Lexical entrainment is the phenomenon in conversational linguistics of the process of the subject adopting the reference terms of their interlocutor. In practice, it acts as a mechanism of the cooperative principle in which both parties to the conversation employ lexical entrainment as a progressive system to develop "conceptual pacts"[1] (a working temporary conversational terminology) to ensure maximum clarity of reference in the communication between the parties; this process is necessary to overcome the ambiguity[2] inherent in the multitude of synonyms that exist in language.
Lexical entrainment arises by two cooperative mechanisms:[3]
Once lexical entrainment has come to determine the phrasing for a referent, both parties will use that terminology for the referent for the duration, even if it proceeds to violate the Gricean maxim of quantity. For example, if one wants to refer to a brown loafer out of a set of shoes that consist of: the loafer, a sneaker, and a high-heeled shoe, they will not use the shoe to describe the object as this phrasing does not unambiguously describe one item in the set under consideration. They will also not call the object the brown loafer which would violate Grice's maxim of quantity. The speaker will settle on using the term the loafer as it is just informative enough without giving too much information.[4]

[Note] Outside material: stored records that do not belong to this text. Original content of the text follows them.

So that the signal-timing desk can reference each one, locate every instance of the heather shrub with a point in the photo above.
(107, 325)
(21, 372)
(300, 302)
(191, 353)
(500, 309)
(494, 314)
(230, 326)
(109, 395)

Another important factor is lexical availability; the ease of conceptualizing a referent in a certain way and then retrieving and producing a label for it. For many objects, the most available labels are basic nouns; for example, the word "dog". Instead of saying animal or husky for the referent, most subjects will default to dog. If in a set of objects one is to refer to either a husky, a table, and a poster, people are still most likely to use the word "dog." This is technically a violation of Grice's maxim of quantity, as using the term animal is sufficient.
Lexical entrainment has applications in natural language processing in computers, as well as human–human interaction. Until recently, the adaptability of computers to modify their referencing to the terms of their human interlocutor has been limited, so the entrainment adaptation always relied on the human operator. However, the emergence of Large Language Models (LLMs) may change this drastically. There is now evidence emerging that LLMs such as GPT-4 demonstrate alignment capabilities similar to that of humans.[5]